# Delisted.com.au



## asheam (9 February 2015)

Hi All

I have two parcels of shares, one of the shares is delisted and the other has been suspended from trading for numerous years. As such the shares are practically worthless.

I'm looking to crystallise the capital loss and I was just querying if anyone has actually used the delisted.com.au website to sell the worthless shares. Just not sure if it's a scam website or legit.

Cheers.


----------



## pixel (9 February 2015)

asheam said:


> Hi All
> 
> I have two parcels of shares, one of the shares is delisted and the other has been suspended from trading for numerous years.
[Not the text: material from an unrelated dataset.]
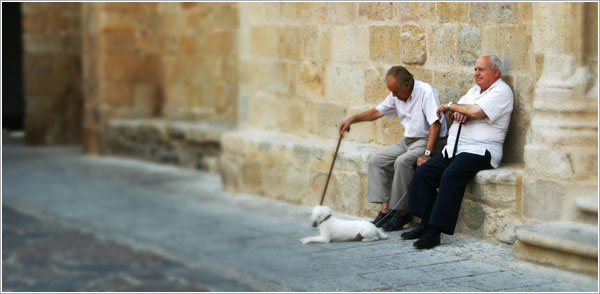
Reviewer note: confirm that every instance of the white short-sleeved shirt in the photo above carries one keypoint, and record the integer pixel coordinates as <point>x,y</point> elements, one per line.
<point>417,113</point>
<point>487,133</point>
As such the shares are practically worthless.
> 
> ...




It's legit alright;

You transfer to them any of your shares you can't sell anymore. 
They'll charge you a handling fee, which usually exceeds the "non-value" by a few Dollars.
Then you can deduct the book value plus transfer costs from any Capital Gains.


----------



## Bill M (9 February 2015)

pixel said:


> It's legit alright;
> 
> You transfer to them any of your shares you can't sell anymore.
> They'll charge you a handling fee, which usually exceeds the "non-value" by a few Dollars.
> Then you can deduct the book value plus transfer costs from any Capital Gains.




+1, pixel is right and I have done this myself too.

Oh, bye the way, welcome to the forum asheam.


----------



## asheam (9 February 2015)

Thanks guys, I've been joined up for a while but never posted!

Thanks for the quick responses.


----------